Cash-strapped Pakistan plans to place its first order for Russian crude oil next month and it will take about four weeks for the commodity to reach the country, Minister of State for Petroleum Musadik Malik said.
Pakistan, which is currently grappling with high external debt and a weak local currency, is desperate to purchase cheap crude at discounted rates from Russia.
Finance Minister Ishaq Dar last year said that the country was considering buying discounted Russian oil, pointing out that neighbour India had been purchasing oil from Moscow and Islamabad also had a right to explore the possibility, Dawn news reported.
Subsequently, Malik travelled to Moscow for talks on issues including oil and gas supplies after which the government announced that it would purchase discounted crude oil, petrol, and diesel from Russia.
In December last year, Russia refused to provide Pakistan with a 30 per cent discount on its crude oil after the Pakistani delegation asked for a reduction in price.

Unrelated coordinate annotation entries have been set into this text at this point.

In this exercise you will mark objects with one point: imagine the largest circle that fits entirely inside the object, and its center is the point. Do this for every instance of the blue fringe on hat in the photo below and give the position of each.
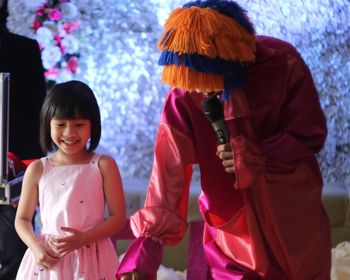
(228, 8)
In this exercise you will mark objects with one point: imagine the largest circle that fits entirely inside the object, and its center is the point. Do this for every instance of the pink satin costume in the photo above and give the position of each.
(266, 221)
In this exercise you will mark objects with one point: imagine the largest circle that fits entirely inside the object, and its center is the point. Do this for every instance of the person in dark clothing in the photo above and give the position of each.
(19, 56)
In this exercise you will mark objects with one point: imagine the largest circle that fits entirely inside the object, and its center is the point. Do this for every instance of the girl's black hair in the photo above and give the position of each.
(69, 100)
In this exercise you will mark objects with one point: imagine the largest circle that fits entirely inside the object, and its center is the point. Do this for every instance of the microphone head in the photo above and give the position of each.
(212, 108)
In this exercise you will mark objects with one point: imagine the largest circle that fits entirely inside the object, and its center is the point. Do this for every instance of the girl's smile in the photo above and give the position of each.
(71, 136)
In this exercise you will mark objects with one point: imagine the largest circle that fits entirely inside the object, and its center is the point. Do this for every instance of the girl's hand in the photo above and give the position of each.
(224, 152)
(44, 257)
(67, 244)
(135, 275)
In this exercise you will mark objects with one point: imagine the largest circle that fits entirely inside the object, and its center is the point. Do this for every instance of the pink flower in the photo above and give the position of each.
(70, 27)
(36, 24)
(72, 64)
(58, 39)
(52, 73)
(55, 14)
(40, 11)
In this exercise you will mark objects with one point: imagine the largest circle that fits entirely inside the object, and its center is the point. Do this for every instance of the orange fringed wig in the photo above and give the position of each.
(207, 46)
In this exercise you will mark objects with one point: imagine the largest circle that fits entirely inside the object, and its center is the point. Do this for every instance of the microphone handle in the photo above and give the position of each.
(221, 131)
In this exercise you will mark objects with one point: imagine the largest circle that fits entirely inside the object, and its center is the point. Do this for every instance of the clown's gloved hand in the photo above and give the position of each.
(242, 158)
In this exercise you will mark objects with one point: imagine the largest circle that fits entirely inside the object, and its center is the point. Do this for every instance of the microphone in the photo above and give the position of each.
(212, 109)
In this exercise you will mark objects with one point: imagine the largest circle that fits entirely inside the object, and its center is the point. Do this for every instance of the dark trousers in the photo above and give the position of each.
(12, 248)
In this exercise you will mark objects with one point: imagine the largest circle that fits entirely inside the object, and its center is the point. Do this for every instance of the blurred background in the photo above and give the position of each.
(111, 45)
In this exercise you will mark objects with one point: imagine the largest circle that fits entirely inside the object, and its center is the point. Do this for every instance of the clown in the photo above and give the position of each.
(261, 192)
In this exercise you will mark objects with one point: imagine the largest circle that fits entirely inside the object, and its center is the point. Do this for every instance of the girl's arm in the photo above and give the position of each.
(26, 208)
(114, 194)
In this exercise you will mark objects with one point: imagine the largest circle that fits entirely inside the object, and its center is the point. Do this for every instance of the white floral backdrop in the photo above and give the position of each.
(118, 59)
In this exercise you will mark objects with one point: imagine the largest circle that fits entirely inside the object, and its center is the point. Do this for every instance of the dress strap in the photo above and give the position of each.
(95, 158)
(47, 164)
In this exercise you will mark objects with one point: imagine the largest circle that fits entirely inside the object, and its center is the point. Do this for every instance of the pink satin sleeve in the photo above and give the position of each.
(163, 220)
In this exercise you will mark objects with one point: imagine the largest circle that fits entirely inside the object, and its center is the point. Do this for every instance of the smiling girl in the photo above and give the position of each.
(72, 185)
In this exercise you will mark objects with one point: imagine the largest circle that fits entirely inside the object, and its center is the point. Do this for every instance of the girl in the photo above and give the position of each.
(72, 185)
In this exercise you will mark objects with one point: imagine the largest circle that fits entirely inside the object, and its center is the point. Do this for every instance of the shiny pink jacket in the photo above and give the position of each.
(265, 221)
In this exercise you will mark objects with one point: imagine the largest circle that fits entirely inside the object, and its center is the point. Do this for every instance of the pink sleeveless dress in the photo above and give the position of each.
(72, 196)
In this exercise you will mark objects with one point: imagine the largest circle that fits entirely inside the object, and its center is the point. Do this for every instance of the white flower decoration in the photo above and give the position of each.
(44, 36)
(32, 5)
(51, 56)
(69, 11)
(64, 75)
(70, 44)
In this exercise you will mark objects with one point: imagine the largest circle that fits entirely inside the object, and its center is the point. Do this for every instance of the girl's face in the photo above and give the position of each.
(71, 136)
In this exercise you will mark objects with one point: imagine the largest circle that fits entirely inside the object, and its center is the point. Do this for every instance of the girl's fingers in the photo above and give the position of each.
(227, 163)
(68, 229)
(225, 155)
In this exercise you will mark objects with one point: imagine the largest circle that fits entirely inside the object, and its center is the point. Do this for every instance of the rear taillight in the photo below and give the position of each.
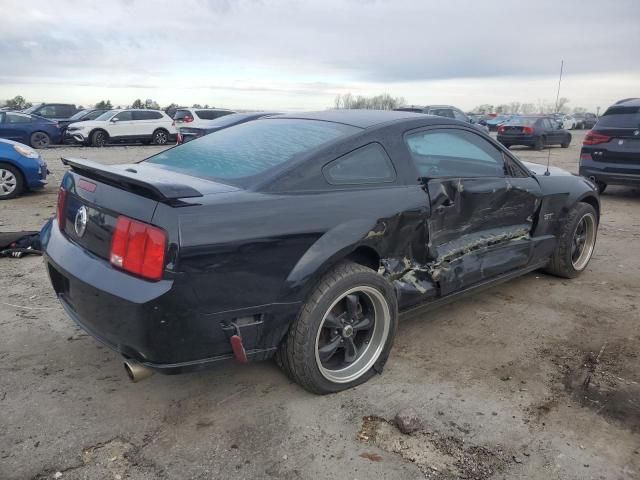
(62, 198)
(138, 248)
(593, 138)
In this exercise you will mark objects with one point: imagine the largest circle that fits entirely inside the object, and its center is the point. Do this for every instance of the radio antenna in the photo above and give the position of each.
(556, 111)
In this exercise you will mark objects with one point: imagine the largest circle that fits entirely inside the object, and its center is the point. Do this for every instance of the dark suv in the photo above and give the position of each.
(53, 111)
(611, 150)
(534, 132)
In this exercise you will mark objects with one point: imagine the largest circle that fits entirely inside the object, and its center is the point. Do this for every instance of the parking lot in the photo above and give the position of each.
(537, 378)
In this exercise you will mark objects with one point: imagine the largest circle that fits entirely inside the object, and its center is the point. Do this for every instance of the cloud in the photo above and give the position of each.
(287, 45)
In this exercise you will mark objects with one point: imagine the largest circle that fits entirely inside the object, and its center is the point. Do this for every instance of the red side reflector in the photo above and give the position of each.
(86, 185)
(62, 198)
(138, 248)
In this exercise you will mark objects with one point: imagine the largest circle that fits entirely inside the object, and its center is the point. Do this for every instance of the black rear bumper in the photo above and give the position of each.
(156, 323)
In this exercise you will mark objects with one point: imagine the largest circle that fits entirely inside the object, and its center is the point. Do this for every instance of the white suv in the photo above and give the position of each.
(125, 125)
(198, 117)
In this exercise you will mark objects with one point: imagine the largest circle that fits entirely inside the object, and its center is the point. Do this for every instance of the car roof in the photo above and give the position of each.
(355, 118)
(629, 102)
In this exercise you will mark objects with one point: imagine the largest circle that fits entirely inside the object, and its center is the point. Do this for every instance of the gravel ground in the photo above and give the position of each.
(537, 378)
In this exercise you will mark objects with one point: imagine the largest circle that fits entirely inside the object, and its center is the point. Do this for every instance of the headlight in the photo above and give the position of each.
(26, 151)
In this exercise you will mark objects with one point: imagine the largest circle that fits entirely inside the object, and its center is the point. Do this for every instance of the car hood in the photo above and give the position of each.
(539, 169)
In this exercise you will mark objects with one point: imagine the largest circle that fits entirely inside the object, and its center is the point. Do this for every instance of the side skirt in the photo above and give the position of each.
(413, 311)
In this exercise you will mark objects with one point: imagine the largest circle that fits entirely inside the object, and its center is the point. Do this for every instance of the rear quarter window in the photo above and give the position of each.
(366, 165)
(249, 149)
(620, 117)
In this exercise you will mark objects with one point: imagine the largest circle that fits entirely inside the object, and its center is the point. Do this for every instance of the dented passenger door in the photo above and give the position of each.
(482, 207)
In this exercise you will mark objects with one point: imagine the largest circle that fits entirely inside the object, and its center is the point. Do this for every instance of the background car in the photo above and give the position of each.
(198, 117)
(532, 131)
(113, 126)
(585, 120)
(21, 168)
(611, 150)
(446, 111)
(568, 122)
(495, 122)
(81, 116)
(53, 111)
(186, 134)
(31, 130)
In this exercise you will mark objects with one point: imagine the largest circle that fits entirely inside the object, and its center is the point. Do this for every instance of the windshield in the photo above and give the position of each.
(620, 117)
(106, 115)
(249, 148)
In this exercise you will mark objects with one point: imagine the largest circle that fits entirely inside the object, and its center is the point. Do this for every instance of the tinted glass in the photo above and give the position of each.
(454, 153)
(620, 117)
(124, 116)
(93, 115)
(211, 114)
(181, 114)
(17, 118)
(250, 148)
(368, 164)
(81, 114)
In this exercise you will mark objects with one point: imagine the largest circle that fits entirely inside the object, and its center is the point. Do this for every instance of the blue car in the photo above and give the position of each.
(31, 130)
(21, 168)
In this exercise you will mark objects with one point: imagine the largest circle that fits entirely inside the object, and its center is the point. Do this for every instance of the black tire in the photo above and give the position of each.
(11, 181)
(39, 140)
(539, 144)
(160, 137)
(298, 355)
(562, 262)
(99, 138)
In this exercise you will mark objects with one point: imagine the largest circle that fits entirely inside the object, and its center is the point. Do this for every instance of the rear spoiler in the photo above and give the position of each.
(155, 186)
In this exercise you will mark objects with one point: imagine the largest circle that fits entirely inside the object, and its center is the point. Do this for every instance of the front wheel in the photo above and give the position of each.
(11, 182)
(344, 332)
(575, 243)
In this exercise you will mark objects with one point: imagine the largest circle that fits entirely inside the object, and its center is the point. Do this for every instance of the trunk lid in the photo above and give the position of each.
(96, 195)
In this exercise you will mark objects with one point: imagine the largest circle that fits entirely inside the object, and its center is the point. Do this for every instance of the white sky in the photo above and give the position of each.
(286, 54)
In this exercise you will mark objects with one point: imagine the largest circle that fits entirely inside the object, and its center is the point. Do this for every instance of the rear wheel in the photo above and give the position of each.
(160, 137)
(99, 138)
(344, 332)
(39, 140)
(539, 144)
(576, 242)
(11, 182)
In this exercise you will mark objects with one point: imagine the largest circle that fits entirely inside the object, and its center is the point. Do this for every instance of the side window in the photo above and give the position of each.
(454, 153)
(124, 116)
(17, 118)
(366, 165)
(458, 115)
(442, 112)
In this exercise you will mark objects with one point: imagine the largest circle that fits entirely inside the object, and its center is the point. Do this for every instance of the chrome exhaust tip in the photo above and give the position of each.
(136, 371)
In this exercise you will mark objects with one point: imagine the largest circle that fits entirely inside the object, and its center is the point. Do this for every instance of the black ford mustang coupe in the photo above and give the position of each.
(304, 236)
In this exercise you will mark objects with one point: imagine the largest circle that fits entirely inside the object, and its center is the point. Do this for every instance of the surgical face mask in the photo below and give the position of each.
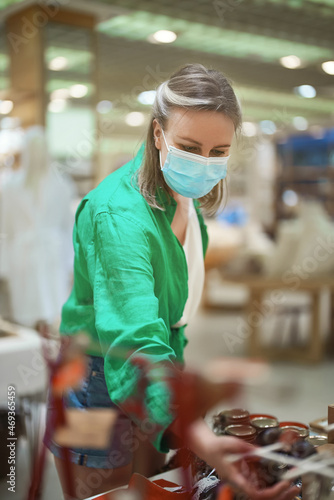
(192, 175)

A Russian delegation in January arrived here for talks to finalise the deal, during which the two sides decided to address all technical issues — insurance, transportation and payment mechanism — to sign an agreement by late March.
“After consensus on the technical specifications achieved, the oil and gas trade transaction will be structured in a way it has a mutual economic benefit for both countries,” a joint statement issued by the two sides during the three-day meeting then stated.
In an interview on the Geo News programme Jirga on Saturday night, Malik said that a number of agreements with Russia had been reached and Pakistan would place an order next month.
“However, it will take some time for the oil to reach Pakistan … nearly 26 to 27 days,” he stated, revealing that the commodity would arrive in the country via sea.
Malik also clarified that Russia had assured the government that it was giving Pakistan a discount as much as any other neighbouring country was receiving.
Talking about the government’s decision regarding separate gas tariffs for the rich and the poor, the minister said that the mechanism was devised on the orders of Prime Minister Shehbaz Sharif and Pakistan Muslim League-Nawaz supremo Nawaz Sharif.
“So we divided the country into the population of the rich and the poor … so if a poor woman is using a unit of gas she will give one-fourth of the bills that a woman in F-7 or Gulberg is paying,” he said.
“In Pakistan, 60 per cent of the population is poor and for them, we have either reduced the gas tariff or kept it the same as was in the past.”
The same, he went on to say, was the case with the petroleum subsidy. “Under it, the rich will pay Rs 300 for petrol and the poor will pay Rs 200 for the commodity.”
Cash-strapped Pakistan has been struggling hard to revive the USD 6.5 billion derailed IMF bailout package that the Washington-based global lender approved in 2019.
Although, its missteps, like the petrol subsidy and attempts to borrow directly from commercial banks, have further complicated matters for the cash-starved country, resulting in sky-high inflation.
A conservative internal assessment of the Finance Ministry on Friday suggested around 34 per cent inflation rate in March. The ministry said that a “potential reason for rising price level is political and economic uncertainty”.
The ministry also noted that the delay in finalising the USD 1.1 billion tranches of funding from the International Monetary Fund (IMF) programme was causing further economic distress.